# Full EOLR-B! (closed)



## Neuro (Feb 2, 2018)

Hello everyone!

So I've had an idea that I've wanted to tackle for a while but haven't gotten around to quite yet. What we Roux users have been utilizing for some time now is an LSE method called "EOLR," where we are easily able to perform the 1st 2 substeps using just 60 or so algs. However, this is not always the way humans do EOLR is by putting the ULUR edges in DFDB while doing EO so we can easily solve them.

The theoretical "next step" of EOLR is known as "EOLR-B." With EOLR-B, there are several factors to consider: your AUF, EO state, and the exact locations of the L and R edges. This allows us to perform an alg that solves EO and ULUR entirely rather than using buffers as we normally would.
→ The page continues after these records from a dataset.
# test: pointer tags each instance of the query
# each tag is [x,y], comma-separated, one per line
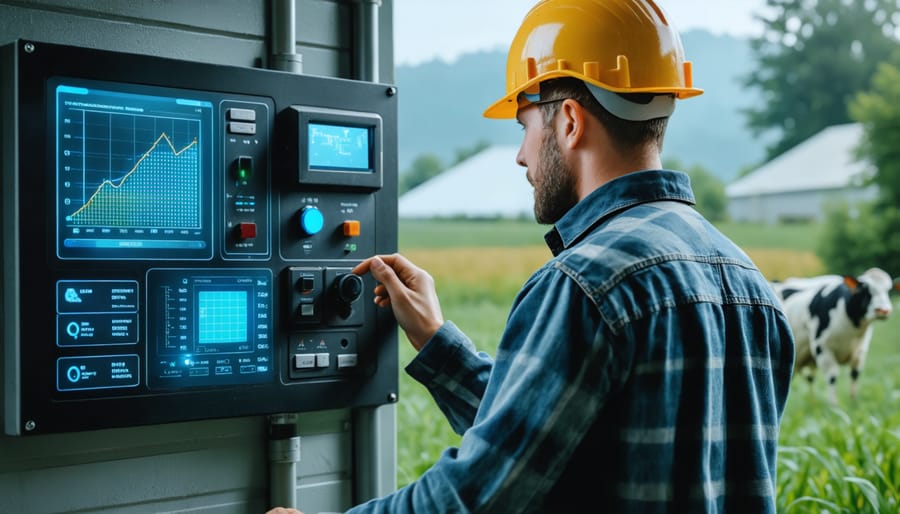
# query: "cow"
[831,318]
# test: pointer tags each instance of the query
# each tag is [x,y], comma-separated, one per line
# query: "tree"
[812,58]
[423,168]
[871,237]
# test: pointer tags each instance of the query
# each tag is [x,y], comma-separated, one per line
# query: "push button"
[351,228]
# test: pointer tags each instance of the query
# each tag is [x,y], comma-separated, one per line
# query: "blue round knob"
[311,220]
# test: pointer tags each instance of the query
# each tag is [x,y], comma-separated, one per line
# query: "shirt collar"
[615,196]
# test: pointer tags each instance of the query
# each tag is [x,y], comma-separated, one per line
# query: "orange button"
[351,228]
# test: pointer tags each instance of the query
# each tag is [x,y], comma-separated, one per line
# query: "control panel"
[178,240]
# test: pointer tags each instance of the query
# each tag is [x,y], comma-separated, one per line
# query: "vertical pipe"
[284,454]
[284,37]
[367,58]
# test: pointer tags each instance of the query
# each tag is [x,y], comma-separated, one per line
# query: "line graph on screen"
[138,172]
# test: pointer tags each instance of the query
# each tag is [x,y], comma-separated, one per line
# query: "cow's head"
[870,293]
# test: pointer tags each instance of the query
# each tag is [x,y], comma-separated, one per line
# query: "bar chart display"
[132,168]
[211,327]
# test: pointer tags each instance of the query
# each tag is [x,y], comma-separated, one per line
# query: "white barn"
[487,185]
[798,185]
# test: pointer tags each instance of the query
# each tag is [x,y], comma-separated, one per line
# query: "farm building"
[798,185]
[487,185]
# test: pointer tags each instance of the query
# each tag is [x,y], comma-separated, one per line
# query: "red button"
[247,230]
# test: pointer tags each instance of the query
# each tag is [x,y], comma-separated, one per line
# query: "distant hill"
[441,105]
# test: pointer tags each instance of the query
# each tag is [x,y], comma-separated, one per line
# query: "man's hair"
[626,135]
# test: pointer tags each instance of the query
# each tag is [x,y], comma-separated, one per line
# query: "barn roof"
[488,185]
[824,161]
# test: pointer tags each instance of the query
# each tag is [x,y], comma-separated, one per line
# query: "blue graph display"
[133,164]
[222,317]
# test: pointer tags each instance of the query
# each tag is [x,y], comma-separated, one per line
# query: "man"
[645,368]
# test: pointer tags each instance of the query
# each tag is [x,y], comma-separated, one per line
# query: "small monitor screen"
[133,164]
[340,147]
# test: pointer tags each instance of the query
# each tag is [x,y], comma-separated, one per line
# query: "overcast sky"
[428,29]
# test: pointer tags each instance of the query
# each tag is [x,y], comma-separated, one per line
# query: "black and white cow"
[831,318]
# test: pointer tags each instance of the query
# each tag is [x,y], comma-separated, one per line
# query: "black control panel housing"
[177,240]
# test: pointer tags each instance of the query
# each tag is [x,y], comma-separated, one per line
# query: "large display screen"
[132,165]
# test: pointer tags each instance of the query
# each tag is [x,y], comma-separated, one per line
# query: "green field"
[833,459]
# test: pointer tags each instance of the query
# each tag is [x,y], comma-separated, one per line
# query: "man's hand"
[409,291]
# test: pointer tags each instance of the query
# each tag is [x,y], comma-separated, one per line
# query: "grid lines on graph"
[222,317]
[162,189]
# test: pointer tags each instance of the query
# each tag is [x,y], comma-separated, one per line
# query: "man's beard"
[554,183]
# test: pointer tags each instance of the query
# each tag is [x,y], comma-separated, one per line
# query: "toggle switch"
[246,230]
[243,168]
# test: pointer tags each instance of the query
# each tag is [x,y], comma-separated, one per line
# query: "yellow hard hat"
[623,46]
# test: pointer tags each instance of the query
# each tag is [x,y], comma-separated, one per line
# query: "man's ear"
[572,120]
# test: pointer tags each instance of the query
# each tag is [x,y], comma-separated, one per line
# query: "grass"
[832,459]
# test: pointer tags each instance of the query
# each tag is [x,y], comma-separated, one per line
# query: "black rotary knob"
[349,287]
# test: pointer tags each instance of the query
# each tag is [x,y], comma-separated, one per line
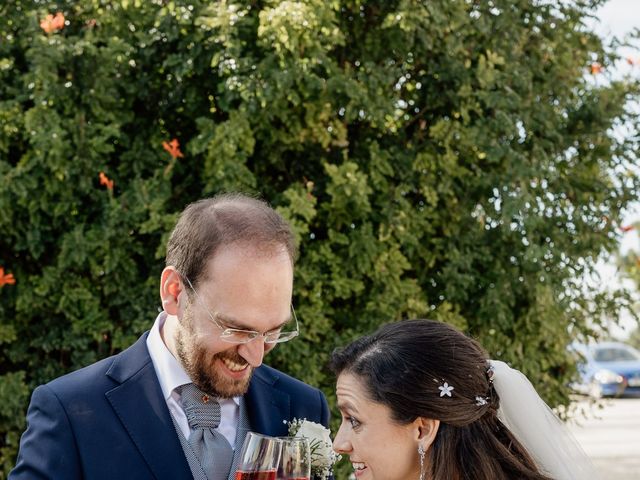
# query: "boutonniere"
[322,455]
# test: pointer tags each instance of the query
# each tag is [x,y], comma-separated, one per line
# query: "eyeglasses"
[237,335]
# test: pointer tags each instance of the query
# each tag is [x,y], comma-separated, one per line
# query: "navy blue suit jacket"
[110,421]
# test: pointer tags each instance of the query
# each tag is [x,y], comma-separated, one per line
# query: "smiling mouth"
[234,366]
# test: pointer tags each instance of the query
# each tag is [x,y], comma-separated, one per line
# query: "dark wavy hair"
[226,219]
[402,366]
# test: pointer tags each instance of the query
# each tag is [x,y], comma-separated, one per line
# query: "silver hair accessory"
[445,389]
EOLR-B will allow us to see the maximum efficiency of the step, and will provide excellent statistics for LSE and Roux as a whole.

ALthough I wouldn't reccomend learning it in it's entirity (3,840 cases,) there are likely to be useful cases that advanced Roux solvers may wish to learn. Also, this will provide valuble stats for LSE and maybe show the true potential of the step (say if a person knew all the algs, how fast it could be.) Could also be a valuable tool for making new Roux variants if cases show a specific trend.

I have started a Google Sheet to start the alg making process, email me at [email protected] or PM me on this forum if you'd like to be involved in the alg finding process. Exact details are on the document. For those wanting to see the progress, feel free to view it (no edit access unless granted by me) at this link.

Thanks for reading, and I hope you enjoy the findings once completed!


----------



## Arc (Feb 2, 2018)

http://jeremyg.nl/home/rouxdata


----------



## Neuro (Feb 2, 2018)

Oh, well then....

At least I didn't get too far into it. Had no idea that page existed. Guess this thread's kinda useless now then


----------